Bağlanma Stilleri ve Gelişimi

Yazar Bahar SakarPsikolog • 18 Haziran 2021 • Yorumlar:

GİRİŞ

İnsanların kendileri için önemli gördükleri kişilere karşı geliştirdikleri güçlü duygusal bağlar olarak tanımlanan bağlanma, uzun yıllardır araştırmacılar tarafından incelenmektedir. Bağlanma kuramı, yaşamın ilk yıllarında oluşturulan bağlanma örüntülerinin içsel çalışan modeller aracılığıyla yaşamın daha sonraki dönemlerine pek fazla değişime uğramadan aktarıldığını ileri sürer. Bununla beraber bağlanma örüntülerinin bireylerin sosyal-duygusal yeterliliklerini belirlemede önemli bir yere sahip olduğu düşülmektedir.

Bowlby (1969; 1979; 1980) tarafından geliştirilen Bağlanma Kuramı Hazan ve Shaver’in 1987 yılında yaptıkları çalışmanın ardından yakın ilişkilere dair birçok olguyu anlamak için  kullanılan temel bir çatı işlevi görmeye başlamıştır (bkz. Hazan ve Shaver, 1994; Mikulincer  ve Shaver, 2005). Bowlby (1969) bağlanmayı kişiyi çevresel tehditlere karşı koruyan  uyumlayıcı bir sistem olarak tarif etmiştir. Bu evrimsel yaklaşıma göre, çocuk ile yaşamın ilk  yıllarında en yakın ilişkide bulunanlar, onu büyütenler temel bağlanma figürleri olarak  tanımlanmıştır. Bağlanma figürleri ile kurulan ilişkinin, yaşam boyu kişinin duygu, düşünce ve  davranışlarını etkilediği yaygın olarak kabul edilmektedir (akt. Boyacıoğlu ve Sümer, 2011). 

BAĞLANMA STİLLERİ 

Güvenli Bağlanma: Güvenli olarak bağlanmış bebeklerin davranışları yakınlığı koruma,  rahatlık arama ve bakıcıyı keşif için güvenlik üssü olarak kullanma yeteneğidir. Güvenli  bağlanmış bebek annesi odayı terk ettiğinde huzursuz olur, geri döndüğünde rahatlar ve yanında  olduğu sürece çevresini keşfe devam eder.  

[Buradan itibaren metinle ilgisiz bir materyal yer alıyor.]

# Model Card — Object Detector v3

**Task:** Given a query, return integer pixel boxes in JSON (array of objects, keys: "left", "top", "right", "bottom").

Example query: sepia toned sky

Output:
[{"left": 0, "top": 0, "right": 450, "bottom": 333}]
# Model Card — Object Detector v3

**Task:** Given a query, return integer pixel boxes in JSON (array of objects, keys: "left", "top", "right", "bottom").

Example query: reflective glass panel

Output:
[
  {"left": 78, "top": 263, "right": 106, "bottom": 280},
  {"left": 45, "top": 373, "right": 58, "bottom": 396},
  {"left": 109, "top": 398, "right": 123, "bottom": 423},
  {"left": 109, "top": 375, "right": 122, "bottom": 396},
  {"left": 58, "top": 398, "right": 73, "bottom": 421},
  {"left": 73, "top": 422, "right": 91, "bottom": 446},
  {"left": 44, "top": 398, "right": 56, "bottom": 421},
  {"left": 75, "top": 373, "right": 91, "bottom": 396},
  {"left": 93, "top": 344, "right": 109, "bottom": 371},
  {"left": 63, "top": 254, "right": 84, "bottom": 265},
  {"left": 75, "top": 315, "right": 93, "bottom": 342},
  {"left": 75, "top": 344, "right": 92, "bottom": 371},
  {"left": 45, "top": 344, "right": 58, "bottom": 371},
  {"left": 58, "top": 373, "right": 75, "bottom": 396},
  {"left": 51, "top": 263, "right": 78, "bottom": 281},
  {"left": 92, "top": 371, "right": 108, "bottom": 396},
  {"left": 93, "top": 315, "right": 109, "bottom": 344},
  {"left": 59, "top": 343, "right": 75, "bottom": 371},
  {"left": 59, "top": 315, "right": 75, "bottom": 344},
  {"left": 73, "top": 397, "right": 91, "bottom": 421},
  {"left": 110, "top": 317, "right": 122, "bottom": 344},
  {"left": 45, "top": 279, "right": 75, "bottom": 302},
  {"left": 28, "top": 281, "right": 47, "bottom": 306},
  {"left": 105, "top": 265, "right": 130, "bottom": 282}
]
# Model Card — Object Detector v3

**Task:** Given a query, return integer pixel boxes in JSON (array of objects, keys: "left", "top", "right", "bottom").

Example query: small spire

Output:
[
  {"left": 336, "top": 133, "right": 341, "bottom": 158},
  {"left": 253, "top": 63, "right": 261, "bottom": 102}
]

Kaygılı/Kararsız Bağlanma: Evde gözlenen kaygılı/kararsız bağlanmış bir bebeğin bakıcısı  bebeğin sinyallerine tutarsız tepkisellik göstermiş, bazen ulaşılamaz olmuş ya da tepkisiz  kalmış, başka zamanlarda çocuğun etkinliklerini kesintiye uğratmıştır. Yapılan laboratuar  çalışmalarında bu bebekler hem kızgın hem de kaygılı görünmüşlerdir. Zihinleri bakıcılarıyla  o kadar meşgul olmuştur ki artık keşfe çıkamaz hale gelirler. 

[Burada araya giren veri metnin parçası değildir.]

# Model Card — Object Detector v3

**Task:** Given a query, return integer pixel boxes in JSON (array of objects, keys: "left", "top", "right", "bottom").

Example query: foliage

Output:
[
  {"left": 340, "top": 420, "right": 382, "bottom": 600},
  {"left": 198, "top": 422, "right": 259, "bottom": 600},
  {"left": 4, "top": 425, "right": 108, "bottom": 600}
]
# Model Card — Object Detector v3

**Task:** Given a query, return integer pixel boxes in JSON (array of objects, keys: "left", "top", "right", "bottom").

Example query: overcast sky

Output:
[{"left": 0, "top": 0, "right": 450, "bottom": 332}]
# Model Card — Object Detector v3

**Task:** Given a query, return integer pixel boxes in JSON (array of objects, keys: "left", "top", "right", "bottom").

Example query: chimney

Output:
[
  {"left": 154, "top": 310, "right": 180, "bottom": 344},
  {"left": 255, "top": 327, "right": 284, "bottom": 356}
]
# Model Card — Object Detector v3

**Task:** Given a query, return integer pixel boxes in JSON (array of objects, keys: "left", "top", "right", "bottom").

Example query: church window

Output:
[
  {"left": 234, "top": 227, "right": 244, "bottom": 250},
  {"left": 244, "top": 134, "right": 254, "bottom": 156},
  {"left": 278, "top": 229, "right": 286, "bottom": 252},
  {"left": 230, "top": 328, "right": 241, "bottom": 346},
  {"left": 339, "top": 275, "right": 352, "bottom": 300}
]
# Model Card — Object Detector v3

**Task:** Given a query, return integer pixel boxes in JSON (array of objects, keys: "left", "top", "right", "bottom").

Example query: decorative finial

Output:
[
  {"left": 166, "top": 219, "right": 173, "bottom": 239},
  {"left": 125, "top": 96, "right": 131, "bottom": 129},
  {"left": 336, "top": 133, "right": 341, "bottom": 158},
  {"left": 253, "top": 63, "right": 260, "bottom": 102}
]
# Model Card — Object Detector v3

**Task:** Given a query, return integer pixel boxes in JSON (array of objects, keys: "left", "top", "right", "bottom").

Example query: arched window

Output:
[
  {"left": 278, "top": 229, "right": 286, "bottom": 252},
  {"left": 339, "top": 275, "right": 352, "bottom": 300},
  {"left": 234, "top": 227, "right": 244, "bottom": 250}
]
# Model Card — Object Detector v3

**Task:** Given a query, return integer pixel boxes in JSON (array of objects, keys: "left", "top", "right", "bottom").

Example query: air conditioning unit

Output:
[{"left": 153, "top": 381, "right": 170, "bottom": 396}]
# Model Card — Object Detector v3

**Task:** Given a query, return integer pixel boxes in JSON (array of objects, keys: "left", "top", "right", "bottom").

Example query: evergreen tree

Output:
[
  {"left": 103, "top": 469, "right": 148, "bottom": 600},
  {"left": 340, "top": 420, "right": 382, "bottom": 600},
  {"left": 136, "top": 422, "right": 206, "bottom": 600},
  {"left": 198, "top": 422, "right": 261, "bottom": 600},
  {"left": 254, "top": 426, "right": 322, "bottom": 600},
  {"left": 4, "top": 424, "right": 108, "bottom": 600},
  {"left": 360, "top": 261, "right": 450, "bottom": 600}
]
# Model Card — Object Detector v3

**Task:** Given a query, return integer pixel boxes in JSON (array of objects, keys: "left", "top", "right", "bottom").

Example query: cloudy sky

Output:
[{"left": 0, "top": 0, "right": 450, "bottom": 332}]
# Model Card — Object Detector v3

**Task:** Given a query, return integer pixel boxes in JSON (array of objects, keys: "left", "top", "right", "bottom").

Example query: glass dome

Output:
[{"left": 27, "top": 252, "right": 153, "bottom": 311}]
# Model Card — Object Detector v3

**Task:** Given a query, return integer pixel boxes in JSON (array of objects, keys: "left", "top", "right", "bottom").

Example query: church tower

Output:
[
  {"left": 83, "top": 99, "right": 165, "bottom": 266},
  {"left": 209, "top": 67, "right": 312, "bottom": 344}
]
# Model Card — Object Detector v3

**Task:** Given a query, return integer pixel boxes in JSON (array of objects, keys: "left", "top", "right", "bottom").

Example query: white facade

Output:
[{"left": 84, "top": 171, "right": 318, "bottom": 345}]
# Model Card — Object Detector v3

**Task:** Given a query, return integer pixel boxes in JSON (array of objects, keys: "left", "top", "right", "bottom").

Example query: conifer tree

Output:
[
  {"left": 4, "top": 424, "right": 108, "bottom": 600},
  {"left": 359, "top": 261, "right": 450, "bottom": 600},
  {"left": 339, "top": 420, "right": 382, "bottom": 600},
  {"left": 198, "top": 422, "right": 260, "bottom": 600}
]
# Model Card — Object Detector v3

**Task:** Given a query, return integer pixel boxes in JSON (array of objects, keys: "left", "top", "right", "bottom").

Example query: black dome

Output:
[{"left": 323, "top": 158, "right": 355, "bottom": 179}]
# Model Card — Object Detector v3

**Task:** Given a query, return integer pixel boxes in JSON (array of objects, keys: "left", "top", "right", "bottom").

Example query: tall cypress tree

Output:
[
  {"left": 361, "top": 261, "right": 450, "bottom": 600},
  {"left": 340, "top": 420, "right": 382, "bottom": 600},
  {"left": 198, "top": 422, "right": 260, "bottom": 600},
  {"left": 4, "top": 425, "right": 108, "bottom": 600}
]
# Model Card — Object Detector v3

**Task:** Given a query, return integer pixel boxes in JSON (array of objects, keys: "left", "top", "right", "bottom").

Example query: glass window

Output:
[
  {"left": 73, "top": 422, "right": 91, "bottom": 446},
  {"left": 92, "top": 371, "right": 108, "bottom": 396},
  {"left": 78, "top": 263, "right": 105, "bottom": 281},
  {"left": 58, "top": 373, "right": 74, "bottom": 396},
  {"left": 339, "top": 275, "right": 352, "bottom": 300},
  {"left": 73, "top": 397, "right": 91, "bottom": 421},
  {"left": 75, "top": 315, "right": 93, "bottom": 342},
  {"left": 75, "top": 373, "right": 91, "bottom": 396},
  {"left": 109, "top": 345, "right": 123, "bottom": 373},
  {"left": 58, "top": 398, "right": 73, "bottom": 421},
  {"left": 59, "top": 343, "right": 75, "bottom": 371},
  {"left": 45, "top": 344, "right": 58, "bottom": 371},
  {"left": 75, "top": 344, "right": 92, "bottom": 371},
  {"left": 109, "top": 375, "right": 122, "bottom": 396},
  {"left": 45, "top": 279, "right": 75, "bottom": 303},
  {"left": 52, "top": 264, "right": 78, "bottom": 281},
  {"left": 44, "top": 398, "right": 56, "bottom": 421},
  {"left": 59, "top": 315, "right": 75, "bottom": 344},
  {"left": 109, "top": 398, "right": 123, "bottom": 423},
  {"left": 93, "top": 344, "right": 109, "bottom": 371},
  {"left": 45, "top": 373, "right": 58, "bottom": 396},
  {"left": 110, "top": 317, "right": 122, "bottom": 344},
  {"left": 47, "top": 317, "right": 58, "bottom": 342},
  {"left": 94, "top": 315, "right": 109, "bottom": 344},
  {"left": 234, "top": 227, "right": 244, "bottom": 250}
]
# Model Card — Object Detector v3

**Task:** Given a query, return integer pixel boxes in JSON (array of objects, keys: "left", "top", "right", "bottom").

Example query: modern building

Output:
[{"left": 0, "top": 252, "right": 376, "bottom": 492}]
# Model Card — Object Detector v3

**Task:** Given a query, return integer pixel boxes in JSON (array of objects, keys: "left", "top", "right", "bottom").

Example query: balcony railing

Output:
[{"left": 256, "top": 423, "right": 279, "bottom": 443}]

Kaygılı/Kaçınmacı Bağlanma: Evde kaygılı/kaçınmacı bağlanan bebeklerin bakıcıları  çocuklarının rahatlama ve özellikle de yakın bedensel temas arzularını tutarlı olarak reddetmiş  ya da caydırmışlardır. Laboratuar ortamında ise bu bebekler ayrılıktan etkilenmez ya da  huzursuz olmaz görünmüşler, bakıcıları ile temastan kaçınmışlar ve dikkatlerini oyuncaklarına  odaklamış görünmüşlerdir. 

Bebeklik Döneminde Bağlanma

İnsan yavrusu, biyolojik açıdan gözlenen özel durumu nedeniyle, yaşamını sürdürebilmek için,  diğer türlerin yavrularına oranla, çok daha uzun süre anne-babasının doğrudan yardımına  muhtaçtır. Bu kaçınılmaz durum, insan türünden organizmaların bir arada yaşama, eğilim ve  gereksinimlerini, özellikle de bağlanma ihtiyacını açıklamaktadır. Bağlanma, yaşamın ilk  günlerinde başlayan, duygusal yönü ağır basan ve olması beklenen bir durumdur. Bebeklikteki  bağlanma kavramı; belirli bir kişiye olumlu tepkilerin verilmesi, zamanın büyük bir kısmının o  kişiyle birlikte geçirilmek istenmesi, herhangi bir korku yaratan durum veya obje karşısında  hemen o kişinin aranması, bağlanılan kişinin varlığının duyumsanmasına eş zamanlı olarak  rahatlama duygusunun eşlik etmesi gibi duygu ve davranış örüntülerinin tümünü kapsamaktadır 

Bağlanma bebekle birincil bakım veren arasında gelişen ve bebekte güven duygusunu  yerleştiren güçlü bir bağdır. ilk yılın ikinci yarısında bebek kendisinin ihtiyaçlarına yanıt veren  kişiye bağlanmaya başlar. 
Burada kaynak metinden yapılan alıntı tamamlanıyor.